Compenser les effets du viaduc sur la faune
La Nouvelle Route du Littoral, actuellement en construction à la Réunion, est conçue pour remplacer l’axe routier reliant Saint-Denis à la Possession, soumis aux éboulements parfois mortels de la falaise qui le surplombe. Projet titanesque, elle déploiera sur 12 km une alternance de digues et de viaducs implantés en plein océan Indien, entre 60 et 300 m de la côte. Le plus grand d’entre eux, le viaduc du Littoral, s’étendra sur 5,4 km.
Pour assurer l’équilibre environnemental de sa construction, de nombreuses mesures compensatoires ont été prises en faveur des écosystèmes locaux. Il a notamment été décidé que six des 48 piles de l’ouvrage seront équipées de modules préfabriqués en béton, destinés à accueillir la faune sous-marine.
Des niches en forme de nids d’abeilles
Prenant la forme de panneaux rectangulaires de 1,5 m de haut par 1 m de large, ces éco-récifs sont fixés verticalement au pied du fût de chaque pile, entre 4 et 7 mètres de profondeur.
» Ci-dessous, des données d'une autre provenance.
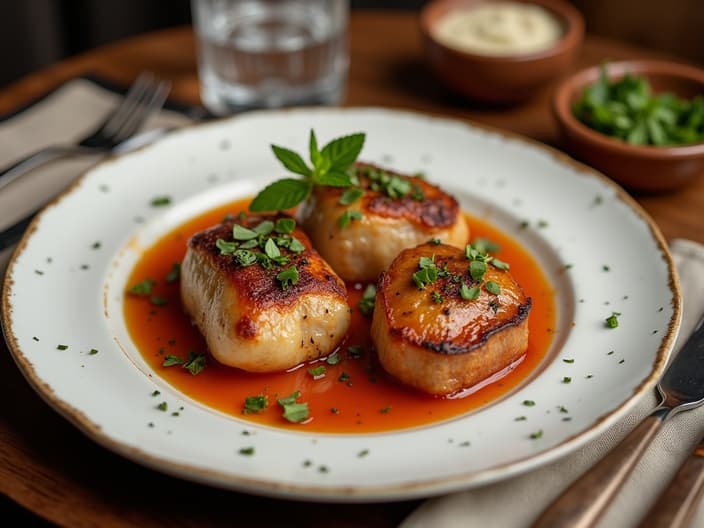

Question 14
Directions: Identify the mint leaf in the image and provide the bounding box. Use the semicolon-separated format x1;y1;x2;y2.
249;130;365;212
321;133;365;171
308;128;322;167
249;178;313;212
271;145;312;176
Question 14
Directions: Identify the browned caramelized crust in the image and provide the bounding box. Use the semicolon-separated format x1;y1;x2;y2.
358;163;460;228
372;244;531;394
181;211;350;372
188;215;347;311
301;163;469;281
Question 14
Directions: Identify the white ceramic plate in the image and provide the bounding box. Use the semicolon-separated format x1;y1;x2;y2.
3;109;680;501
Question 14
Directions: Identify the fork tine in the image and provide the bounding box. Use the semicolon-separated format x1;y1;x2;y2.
98;72;155;137
112;80;171;143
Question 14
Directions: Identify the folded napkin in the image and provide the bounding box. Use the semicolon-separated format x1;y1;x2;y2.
401;240;704;528
0;78;191;269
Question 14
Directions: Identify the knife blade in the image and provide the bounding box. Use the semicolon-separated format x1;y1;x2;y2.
533;316;704;528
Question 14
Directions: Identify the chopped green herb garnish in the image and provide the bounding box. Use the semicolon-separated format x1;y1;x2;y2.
164;262;181;284
264;238;281;259
472;238;501;253
347;345;364;359
469;260;486;282
572;65;704;146
232;224;259;240
149;295;169;306
308;365;326;378
484;281;501;295
232;249;257;268
413;255;438;290
460;282;480;301
605;312;621;328
274;218;296;235
337;209;362;229
215;238;237;255
357;284;376;317
339;187;364;205
276;266;298;290
150;195;171;207
252;220;274;237
491;257;510;271
249;130;365;211
183;352;206;376
161;354;185;367
242;394;269;414
277;391;310;423
325;350;341;365
288;237;306;253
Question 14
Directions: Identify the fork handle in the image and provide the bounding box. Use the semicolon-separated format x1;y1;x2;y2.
533;409;669;528
0;146;83;189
Véritables nurseries pour les poissons, ils sont conçus pour protéger les juvéniles de l’attaque des prédateurs. À cet effet, « ils présentent des structures en nids d’abeilles déformés », précise Étienne Clamagirand, fondateur d’Architeuthis, cabinet marseillais spécialisé dans l’architecture écologique sous-marine, retenu par le groupement constructeur pour concevoir et fabriquer les éco-récifs. Chaque module comporte ainsi une trentaine de polygones irréguliers en 3D, constituant autant de niches pour les poissons et permettant également au corail de se fixer.
Leur pouvoir de recrutement a été confirmé par un test comparatif mené en 2015. « Au bout d’un an, nos éco-récifs accueillaient 400 % de poissons de plus que les modules témoins nus », se réjouit Etienne Clamagirand.
Du béton CCV à toute épreuve
Tout comme le viaduc, les modules devaient être adaptés aux conditions cycloniques très sévères de l’île. Ils peuvent ainsi résister à « des pressions de plus de 10 tonnes au m², correspondant à l’impact d’une vague centennale de 13 mètres de haut ». Pour supporter ces pressions, ils sont solidement ancrés dans le béton des piles grâce à un scellement chimique. Leur matériau constitutif est lui aussi particulièrement résistant. Il s’agit d’un béton Composite Ciment Verre (CCV), dont les fibres de verres se substituent aux armatures classiques du béton armé. « L’absence d’éléments métalliques élimine tout problème de corrosion et améliore la durabilité des panneaux », explique Étienne Clamagirand.
Fabriqués en Métropole, les 120 modules d’éco-récifs ont été acheminés à la Réunion pour être installés à terre, au cours de l’année 2016, sur l’aire de préfabrication des piles du viaduc. La Nouvelle Route du Littoral devrait quant à elle être mise en service à l’horizon 2020.